В нем нарастала, по его словам, «похотливая какая-то жажда-страсть все решительно опрокинуть, дерзнуть на все, самое-то священное… духовно опустошить себя». Он перечитал всех борцов за свободу мысли, всех безбожников-отрицателей и испытал как бы хихикающий восторг.
– С той поры «вся эта ерунда», как называл я тогда религию, – рассказывал Виктор Алексеевич, – перестала меня тревожить. Нет ни Бога, ни дьявола, ни добра, ни зла, а только – «свободная игра явлений». И все. Ничего «абсолютно» не существует. И вся Вселенная – свободная игра материальных сил.
Окончив московское техническое училище, Виктор Алексеевич женился по любви на дочери помещиков-соседей. Пришлось соблюсти порядок и окрутиться у аналоя. Скоро и жена стала «никакой», поддавшись его влиянию, и тем легче, что и в ее семье склонялись к «свободной игре материальных сил».

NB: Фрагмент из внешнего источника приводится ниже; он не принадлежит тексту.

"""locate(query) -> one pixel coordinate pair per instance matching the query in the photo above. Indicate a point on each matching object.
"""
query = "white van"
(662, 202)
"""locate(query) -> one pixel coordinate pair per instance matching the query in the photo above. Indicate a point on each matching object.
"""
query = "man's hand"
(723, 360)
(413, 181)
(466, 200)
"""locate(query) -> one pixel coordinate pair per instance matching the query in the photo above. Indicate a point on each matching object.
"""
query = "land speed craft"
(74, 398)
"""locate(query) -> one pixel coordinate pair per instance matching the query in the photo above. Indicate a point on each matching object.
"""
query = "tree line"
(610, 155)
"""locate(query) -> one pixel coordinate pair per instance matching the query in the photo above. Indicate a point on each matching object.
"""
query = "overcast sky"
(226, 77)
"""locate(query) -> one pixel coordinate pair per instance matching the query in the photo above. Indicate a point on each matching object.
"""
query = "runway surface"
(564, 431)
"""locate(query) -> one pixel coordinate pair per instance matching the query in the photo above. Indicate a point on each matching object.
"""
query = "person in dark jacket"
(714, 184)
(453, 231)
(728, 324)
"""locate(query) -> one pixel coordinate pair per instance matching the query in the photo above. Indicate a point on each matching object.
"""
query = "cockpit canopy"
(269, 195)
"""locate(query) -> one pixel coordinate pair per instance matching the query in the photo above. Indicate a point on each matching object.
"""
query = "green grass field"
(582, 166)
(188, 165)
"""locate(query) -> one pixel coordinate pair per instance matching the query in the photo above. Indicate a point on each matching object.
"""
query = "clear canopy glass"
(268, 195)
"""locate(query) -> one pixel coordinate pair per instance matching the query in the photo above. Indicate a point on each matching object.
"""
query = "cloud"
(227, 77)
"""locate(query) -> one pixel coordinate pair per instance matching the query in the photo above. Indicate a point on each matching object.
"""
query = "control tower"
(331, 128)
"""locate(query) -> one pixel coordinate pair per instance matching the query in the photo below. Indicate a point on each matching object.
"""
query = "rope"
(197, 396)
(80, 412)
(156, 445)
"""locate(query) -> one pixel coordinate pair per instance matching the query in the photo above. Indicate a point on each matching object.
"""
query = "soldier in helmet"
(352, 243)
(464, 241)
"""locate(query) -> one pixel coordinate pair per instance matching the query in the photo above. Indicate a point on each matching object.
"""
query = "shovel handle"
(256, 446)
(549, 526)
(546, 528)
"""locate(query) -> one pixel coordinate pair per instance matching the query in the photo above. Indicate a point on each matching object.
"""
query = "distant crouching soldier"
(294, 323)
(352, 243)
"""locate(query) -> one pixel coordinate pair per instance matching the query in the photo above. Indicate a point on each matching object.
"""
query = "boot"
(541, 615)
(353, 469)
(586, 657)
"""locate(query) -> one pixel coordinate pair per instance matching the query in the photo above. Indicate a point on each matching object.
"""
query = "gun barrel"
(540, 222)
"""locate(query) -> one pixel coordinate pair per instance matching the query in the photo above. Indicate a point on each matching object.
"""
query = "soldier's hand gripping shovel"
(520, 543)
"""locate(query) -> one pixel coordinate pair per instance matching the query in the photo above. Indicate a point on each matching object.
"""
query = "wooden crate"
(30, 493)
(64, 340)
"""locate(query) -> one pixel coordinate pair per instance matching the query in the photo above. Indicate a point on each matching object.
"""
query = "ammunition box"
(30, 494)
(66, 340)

– С ней мы решали вопросы: что такое нравственное? что есть разврат? свободная любовь унижает ли нравственную личность или, наоборот, возвышает, освобождая ее от опеки отживших заповедей? И приходили к выводу, что в известных отношениях между женщиной и мужчиной нет ни нравственности, ни разврата, а лишь физиологический закон отбора, зов, которому, как естественному явлению, полезней поддаться, нежели сопротивляться, что брезгливость и чистоплотность являются верным регулятором, что отношение к явлениям зависит от наших ощущений, а не от каких-то там «велений». И вот когда-то случилось, – рассказывал Виктор Алексеевич, – она… – он никогда не говорил «жена» – она мне с усмешкой бросила: «Никакого разврата, а… «физиологический закон отбора»… и «зависит от наших настроений»!
Курс он кончил с отличием. Еще студентом он сделал какие-то открытия в механике, натолкнулся на идею двигателей нового типа, «как бы предвосхитил идею двигателей внутреннего сгорания Дизеля».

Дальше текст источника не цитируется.